Trudna droga polskich klubów w eliminacjach w pierwszej dekadzie XXI wieku, teraz jest łatwiej

Wcześniej i później wiele prób mistrzów Polski było nieskutecznych, m.in. wskutek dopuszczenia do rywalizacji najpierw wicemistrzów najsilniejszych lig, a później także drużyn, które zajęły w nich trzecie czy nawet czwarte lokaty. I choć wtedy musiały się przebijać przez kwalifikacje, to mocno ograniczało to szanse przedstawicieli Ekstraklasy. Dodatkowo nie mieli oni często szczęścia w losowaniu, gdyż ostatnie przeszkody przed upragnioną LM stanowiły m.in. Manchester United, Real Madryt czy trzykrotnie Barcelona. 

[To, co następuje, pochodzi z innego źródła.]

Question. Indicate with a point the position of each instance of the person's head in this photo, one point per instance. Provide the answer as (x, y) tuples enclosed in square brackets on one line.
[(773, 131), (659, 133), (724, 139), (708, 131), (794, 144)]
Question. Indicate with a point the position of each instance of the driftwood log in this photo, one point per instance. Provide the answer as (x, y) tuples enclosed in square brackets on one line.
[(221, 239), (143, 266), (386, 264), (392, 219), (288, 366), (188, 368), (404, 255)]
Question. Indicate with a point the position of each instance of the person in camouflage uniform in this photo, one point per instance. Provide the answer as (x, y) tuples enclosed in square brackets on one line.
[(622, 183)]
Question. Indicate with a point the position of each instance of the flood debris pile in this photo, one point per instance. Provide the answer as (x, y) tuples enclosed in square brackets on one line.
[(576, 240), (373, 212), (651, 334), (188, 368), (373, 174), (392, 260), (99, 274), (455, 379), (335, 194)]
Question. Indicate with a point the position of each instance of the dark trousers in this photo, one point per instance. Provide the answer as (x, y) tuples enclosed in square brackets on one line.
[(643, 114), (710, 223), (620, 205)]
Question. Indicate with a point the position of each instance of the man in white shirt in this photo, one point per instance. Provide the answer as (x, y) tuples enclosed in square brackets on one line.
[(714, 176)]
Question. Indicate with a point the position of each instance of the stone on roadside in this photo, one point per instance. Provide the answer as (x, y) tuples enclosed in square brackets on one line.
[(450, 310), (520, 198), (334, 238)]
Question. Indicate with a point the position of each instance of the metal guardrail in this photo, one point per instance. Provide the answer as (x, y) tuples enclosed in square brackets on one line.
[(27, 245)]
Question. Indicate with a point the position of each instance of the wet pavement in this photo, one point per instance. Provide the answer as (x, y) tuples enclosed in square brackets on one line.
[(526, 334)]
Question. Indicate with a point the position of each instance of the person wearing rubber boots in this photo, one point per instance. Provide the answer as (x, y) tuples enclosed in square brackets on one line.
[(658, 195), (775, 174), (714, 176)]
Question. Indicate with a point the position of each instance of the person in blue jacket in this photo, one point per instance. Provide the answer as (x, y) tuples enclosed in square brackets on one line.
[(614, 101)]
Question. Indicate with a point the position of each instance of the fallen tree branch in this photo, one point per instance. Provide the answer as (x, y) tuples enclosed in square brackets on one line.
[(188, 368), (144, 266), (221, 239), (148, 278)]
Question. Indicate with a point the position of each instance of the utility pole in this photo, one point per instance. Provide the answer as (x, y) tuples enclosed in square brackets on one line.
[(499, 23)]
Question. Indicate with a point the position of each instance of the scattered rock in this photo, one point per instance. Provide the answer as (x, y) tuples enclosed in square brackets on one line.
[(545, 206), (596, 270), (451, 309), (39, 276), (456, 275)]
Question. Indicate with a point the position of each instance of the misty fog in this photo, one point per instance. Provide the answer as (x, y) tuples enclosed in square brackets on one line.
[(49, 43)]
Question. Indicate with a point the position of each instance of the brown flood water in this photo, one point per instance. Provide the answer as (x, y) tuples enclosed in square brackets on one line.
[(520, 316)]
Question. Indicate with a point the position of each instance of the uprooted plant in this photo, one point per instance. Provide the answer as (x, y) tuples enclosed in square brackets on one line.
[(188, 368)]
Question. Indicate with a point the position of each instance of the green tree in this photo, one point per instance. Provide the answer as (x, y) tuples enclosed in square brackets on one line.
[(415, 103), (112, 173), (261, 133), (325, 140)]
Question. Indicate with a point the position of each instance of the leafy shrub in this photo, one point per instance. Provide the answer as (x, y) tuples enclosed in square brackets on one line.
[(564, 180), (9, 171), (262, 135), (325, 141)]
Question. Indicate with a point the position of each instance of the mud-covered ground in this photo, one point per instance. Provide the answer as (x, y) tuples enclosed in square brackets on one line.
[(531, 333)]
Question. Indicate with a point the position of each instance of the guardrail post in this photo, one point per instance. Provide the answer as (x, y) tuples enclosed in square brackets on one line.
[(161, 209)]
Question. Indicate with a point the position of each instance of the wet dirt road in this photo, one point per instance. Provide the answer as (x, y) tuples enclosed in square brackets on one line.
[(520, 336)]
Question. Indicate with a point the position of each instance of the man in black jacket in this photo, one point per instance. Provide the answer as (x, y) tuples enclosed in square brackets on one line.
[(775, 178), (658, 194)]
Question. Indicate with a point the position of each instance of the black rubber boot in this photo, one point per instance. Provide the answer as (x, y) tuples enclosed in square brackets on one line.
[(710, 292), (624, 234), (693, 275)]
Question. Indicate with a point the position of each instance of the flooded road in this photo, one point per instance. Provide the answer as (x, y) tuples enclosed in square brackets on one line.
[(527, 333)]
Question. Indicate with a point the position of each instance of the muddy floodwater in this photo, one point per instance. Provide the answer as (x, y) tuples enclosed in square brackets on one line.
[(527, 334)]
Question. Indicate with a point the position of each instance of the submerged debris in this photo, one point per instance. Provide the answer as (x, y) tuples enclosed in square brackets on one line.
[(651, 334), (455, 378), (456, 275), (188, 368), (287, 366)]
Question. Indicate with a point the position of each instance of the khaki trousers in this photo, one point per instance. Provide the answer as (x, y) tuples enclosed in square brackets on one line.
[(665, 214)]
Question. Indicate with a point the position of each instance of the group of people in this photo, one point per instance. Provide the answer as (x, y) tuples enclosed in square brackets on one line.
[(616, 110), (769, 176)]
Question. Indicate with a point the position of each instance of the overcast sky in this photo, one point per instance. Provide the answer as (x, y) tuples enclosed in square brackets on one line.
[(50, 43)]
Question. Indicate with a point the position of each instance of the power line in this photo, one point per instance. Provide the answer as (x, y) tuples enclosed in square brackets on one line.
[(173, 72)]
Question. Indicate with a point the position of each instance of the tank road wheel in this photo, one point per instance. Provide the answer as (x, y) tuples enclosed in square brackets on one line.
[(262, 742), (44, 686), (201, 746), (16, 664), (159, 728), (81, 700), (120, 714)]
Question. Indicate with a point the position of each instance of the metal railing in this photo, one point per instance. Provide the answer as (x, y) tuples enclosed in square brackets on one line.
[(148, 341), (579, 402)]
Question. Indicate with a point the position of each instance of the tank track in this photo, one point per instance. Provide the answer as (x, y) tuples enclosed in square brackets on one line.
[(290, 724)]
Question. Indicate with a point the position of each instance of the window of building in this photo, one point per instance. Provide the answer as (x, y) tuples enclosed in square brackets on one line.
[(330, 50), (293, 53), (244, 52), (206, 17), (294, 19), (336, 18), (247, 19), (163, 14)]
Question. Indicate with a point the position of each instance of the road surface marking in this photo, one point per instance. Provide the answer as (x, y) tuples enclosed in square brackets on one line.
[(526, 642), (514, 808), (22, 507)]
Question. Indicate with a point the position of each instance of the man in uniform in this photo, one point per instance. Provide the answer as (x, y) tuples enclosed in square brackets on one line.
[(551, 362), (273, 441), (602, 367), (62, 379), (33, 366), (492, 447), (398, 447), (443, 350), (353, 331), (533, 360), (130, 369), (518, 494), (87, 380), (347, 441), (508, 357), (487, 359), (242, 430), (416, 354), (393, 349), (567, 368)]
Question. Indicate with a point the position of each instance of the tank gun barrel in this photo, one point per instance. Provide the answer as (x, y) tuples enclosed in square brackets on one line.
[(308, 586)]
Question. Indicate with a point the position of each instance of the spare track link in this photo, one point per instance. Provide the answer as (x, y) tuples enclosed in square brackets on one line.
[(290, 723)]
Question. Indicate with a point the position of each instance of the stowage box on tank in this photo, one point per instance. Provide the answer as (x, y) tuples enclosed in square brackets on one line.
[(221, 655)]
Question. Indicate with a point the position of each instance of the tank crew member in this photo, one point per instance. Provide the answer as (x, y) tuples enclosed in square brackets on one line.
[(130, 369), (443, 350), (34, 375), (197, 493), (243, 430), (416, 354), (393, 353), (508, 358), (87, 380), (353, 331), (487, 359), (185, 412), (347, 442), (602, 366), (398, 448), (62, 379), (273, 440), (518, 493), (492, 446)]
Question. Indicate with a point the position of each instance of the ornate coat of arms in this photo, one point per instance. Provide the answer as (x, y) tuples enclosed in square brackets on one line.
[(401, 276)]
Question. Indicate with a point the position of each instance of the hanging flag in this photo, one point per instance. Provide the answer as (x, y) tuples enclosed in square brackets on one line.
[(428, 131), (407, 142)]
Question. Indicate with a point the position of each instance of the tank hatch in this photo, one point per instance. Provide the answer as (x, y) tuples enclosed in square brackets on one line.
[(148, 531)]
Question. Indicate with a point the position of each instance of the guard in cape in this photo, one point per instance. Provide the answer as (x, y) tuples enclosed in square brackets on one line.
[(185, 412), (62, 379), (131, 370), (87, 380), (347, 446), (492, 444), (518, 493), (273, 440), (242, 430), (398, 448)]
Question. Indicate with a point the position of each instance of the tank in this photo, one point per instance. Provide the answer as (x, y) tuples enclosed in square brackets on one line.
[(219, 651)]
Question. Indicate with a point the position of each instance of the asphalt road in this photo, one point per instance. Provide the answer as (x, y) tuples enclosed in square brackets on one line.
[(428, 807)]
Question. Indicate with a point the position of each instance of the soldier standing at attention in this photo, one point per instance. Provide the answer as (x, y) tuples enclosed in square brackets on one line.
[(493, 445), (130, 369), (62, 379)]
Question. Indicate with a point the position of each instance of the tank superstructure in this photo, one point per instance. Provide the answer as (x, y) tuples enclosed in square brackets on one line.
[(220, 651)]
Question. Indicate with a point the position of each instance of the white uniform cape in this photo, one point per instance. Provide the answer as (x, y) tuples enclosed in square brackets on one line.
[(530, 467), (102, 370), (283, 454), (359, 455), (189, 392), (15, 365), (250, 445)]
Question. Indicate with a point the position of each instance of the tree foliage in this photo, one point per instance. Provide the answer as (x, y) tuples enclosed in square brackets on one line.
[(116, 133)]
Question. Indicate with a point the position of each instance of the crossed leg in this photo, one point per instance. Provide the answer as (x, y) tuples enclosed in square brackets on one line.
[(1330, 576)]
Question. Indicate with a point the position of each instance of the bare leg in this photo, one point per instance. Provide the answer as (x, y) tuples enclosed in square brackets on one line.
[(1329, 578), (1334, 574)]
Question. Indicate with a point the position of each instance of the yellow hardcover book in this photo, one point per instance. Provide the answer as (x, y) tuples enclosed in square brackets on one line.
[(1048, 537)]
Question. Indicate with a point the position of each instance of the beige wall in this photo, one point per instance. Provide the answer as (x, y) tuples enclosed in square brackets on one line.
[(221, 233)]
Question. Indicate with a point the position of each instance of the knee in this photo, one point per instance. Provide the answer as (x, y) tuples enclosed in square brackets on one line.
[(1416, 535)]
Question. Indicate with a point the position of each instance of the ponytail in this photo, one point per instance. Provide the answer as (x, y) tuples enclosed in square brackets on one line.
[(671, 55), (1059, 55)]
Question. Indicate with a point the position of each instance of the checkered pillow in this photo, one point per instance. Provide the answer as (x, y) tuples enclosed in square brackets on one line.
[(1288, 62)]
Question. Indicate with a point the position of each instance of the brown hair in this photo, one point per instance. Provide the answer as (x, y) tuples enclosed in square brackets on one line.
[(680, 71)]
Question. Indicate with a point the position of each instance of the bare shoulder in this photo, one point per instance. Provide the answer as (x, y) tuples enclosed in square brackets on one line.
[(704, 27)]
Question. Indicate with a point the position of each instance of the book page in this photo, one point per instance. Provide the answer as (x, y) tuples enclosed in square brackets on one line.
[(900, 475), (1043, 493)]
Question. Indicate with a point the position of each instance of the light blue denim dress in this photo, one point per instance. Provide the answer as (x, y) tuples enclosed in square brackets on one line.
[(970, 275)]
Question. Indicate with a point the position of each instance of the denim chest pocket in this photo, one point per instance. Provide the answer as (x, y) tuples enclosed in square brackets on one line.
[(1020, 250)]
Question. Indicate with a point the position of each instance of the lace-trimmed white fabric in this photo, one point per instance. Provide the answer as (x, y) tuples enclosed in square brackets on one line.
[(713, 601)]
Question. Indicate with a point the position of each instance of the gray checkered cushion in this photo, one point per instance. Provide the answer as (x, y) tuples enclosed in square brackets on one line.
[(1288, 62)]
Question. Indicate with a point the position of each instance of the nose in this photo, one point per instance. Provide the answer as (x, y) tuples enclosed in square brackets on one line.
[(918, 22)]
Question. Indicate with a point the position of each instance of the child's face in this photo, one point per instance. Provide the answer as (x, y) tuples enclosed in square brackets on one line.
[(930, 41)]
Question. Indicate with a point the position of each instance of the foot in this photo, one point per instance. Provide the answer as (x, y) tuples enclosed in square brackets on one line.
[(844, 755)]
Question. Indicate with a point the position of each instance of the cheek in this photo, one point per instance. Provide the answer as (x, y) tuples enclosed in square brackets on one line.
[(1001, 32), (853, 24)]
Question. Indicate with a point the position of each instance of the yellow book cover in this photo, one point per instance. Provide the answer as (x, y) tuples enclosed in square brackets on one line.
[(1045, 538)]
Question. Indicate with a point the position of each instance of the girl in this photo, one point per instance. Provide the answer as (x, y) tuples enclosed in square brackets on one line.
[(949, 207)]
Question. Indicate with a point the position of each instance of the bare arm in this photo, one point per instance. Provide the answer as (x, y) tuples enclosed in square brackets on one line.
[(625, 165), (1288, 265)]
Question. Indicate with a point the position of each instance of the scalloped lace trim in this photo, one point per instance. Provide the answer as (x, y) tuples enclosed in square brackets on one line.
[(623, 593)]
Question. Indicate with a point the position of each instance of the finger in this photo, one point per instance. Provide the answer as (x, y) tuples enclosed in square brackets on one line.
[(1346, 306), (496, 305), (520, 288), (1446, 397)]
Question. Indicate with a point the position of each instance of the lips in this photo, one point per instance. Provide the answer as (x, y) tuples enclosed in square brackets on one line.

W ostatnich latach najbliżej upragnionego celu był, i to już w swoim pierwszym podejściu, Raków Częstochowa. W sezonie 2023/24 ekipa spod Jasnej Góry wyeliminowała kolejno estońską Florę Tallin (1:0, 3:0), azerski Karabach Agdam (3:2, 1:1) oraz cypryjski Aris Limassol (2:1, 1:0), ale w decydującej fazie za mocny okazał się zespół FC Kopenhaga. W Sosnowcu, gdzie z uwagi na niespełniający wymogi tego etapu rywalizacji własny stadion musiał grać Raków, goście z Danii wygrali 1:0, a w rewanżu zawodnikom trenera Dawida Szwargi nie udało się odrobić strat – skończyło się 1:1. Był to jednocześnie dopiero czwarty występ polskiego klubu w ostatniej rundzie kwalifikacji Champions League.

Przed rokiem do "piłkarskiego raju" próbowała się dostać, także po raz pierwszy, Jagiellonia. Drużyna z Białegostoku w 2. rundzie eliminacji uporała się z litewskim FK Paneveżys (4:0, 3:1), ale w następnej rundzie złudzeń pozbawiło ją norweskie Bodoe/Glimt (0:1, 1:4).